Before I could ask, Claiborne continued, his tone shifting into something more clipped, more procedural. "Pay very close attention to what they both say and do," he instructed, voice tightening with intent. His gaze locked onto mine, hard and unwavering. "I want to read and approve your notes before you do the official filing."
"Of course, Sergeant," I replied, reaching for his level of composure, though the apprehension crept in at the edges anyway. "I'll have my notes on your desk within an hour after we finish up the interview."
It was a promise made too quickly, and I knew it. Even as I spoke, I was already ahead of myself, thinking of Karl — late, hungover, barely coherent on the phone. I hadn’t even told him about the interview yet. The words I’d just offered Claiborne felt like currency spent without checking my balance.
"Thank you," Claiborne said simply. His voice softened, almost sincerely, but the echo of authority never quite left his posture. He turned and began walking away, his steps deliberate, calculated. I watched him go, the tension in my shoulders refusing to ease.
Had I overpromised? Had I just inadvertently undercut my partner? The thought kept working at me, small and sharp and impossible to ignore. Karl might not say it outright, but he’d feel it. And I couldn’t help but wonder — was Claiborne testing me?
"Detective Lahey," Claiborne called back, just as he reached the end of the corridor.
"Yes, Sergeant?" I replied, masking the flicker of tension that pulsed through me again.
"I've known the Jeffries for a long time. This case is of particular interest to me. That's all."
His words were simple, but they didn’t let go of me. That’s all — as if to suggest that should be the end of my curiosity. But it wasn’t. Not even close. His phrasing, his familiarity with the family, the unspoken history — it all painted a picture half-drawn, its missing details forming the shape of something much larger than he was letting on.

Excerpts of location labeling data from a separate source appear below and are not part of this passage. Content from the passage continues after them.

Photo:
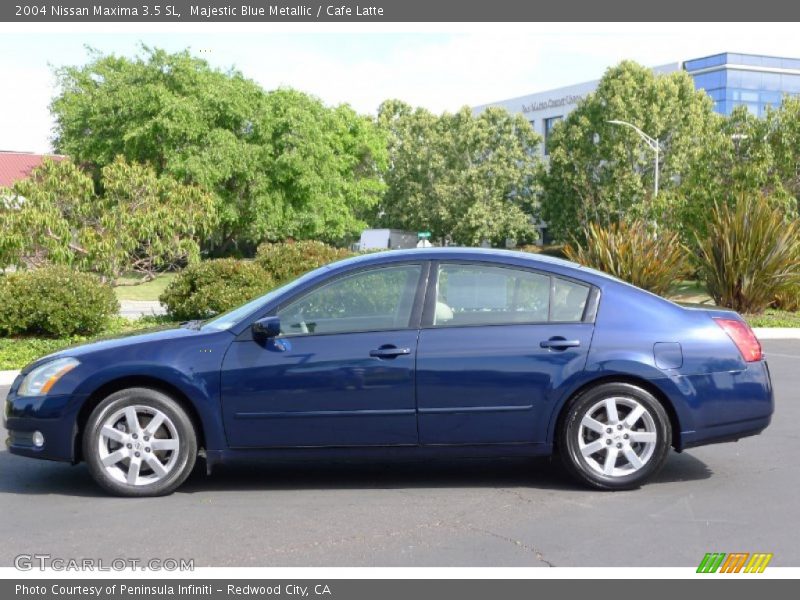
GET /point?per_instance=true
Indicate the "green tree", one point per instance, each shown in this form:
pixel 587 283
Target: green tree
pixel 604 173
pixel 280 164
pixel 465 178
pixel 140 222
pixel 782 132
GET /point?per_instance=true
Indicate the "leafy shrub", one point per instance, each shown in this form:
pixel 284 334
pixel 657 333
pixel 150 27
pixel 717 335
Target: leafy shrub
pixel 55 301
pixel 287 260
pixel 210 287
pixel 749 255
pixel 633 254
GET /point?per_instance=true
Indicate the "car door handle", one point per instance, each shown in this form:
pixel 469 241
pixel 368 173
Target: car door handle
pixel 389 352
pixel 559 343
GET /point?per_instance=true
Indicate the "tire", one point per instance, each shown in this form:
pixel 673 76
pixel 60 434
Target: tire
pixel 623 458
pixel 161 434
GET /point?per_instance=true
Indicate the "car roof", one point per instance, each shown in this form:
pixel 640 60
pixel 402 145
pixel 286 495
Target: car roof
pixel 478 254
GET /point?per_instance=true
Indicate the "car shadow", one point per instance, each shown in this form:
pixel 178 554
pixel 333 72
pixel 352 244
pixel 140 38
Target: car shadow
pixel 24 476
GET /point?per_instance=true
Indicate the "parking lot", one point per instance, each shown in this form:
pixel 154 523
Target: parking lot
pixel 737 497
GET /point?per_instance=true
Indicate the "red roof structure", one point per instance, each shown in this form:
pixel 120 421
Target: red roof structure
pixel 18 165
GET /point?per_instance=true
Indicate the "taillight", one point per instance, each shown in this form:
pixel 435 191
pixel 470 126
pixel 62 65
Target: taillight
pixel 743 337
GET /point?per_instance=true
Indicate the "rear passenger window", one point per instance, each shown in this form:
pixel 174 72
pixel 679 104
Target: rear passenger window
pixel 489 295
pixel 486 295
pixel 569 300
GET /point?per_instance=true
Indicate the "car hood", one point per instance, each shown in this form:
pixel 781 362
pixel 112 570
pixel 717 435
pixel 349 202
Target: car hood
pixel 162 333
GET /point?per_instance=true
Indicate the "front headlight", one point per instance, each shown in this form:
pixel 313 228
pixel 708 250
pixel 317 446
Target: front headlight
pixel 39 381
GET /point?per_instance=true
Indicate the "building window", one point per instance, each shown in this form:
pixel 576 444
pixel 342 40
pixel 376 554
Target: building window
pixel 548 128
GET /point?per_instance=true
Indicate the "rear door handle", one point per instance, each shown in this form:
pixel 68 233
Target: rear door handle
pixel 389 352
pixel 559 343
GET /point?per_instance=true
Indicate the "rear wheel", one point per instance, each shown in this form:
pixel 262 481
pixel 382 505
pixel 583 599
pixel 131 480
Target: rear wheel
pixel 615 436
pixel 139 442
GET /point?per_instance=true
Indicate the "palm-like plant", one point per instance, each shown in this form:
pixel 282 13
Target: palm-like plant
pixel 750 255
pixel 632 253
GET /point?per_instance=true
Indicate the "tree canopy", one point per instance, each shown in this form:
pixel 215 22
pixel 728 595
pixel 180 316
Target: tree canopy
pixel 279 164
pixel 141 222
pixel 463 177
pixel 603 173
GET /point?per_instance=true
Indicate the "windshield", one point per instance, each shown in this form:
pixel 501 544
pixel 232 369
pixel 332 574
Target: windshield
pixel 232 317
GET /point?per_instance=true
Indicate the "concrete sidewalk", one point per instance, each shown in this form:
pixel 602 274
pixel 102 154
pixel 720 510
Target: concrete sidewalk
pixel 133 309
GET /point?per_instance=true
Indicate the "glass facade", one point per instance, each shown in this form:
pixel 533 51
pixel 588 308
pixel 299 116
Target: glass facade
pixel 548 127
pixel 749 80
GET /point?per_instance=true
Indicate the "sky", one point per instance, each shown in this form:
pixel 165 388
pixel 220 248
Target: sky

With a dismissive wave of his hand, he turned again and continued towards his office, the conversation over on his terms.
I let a slow breath out and closed my eyes a moment, steadying myself. It isn’t really that big a deal, I told myself, filing the exchange away with the rest. Pre-reading case notes wasn’t unheard of, especially on a case with sensitive connections. If anything, it made sense. He’d read them after filing regardless — it was only ever a matter of timing. And control.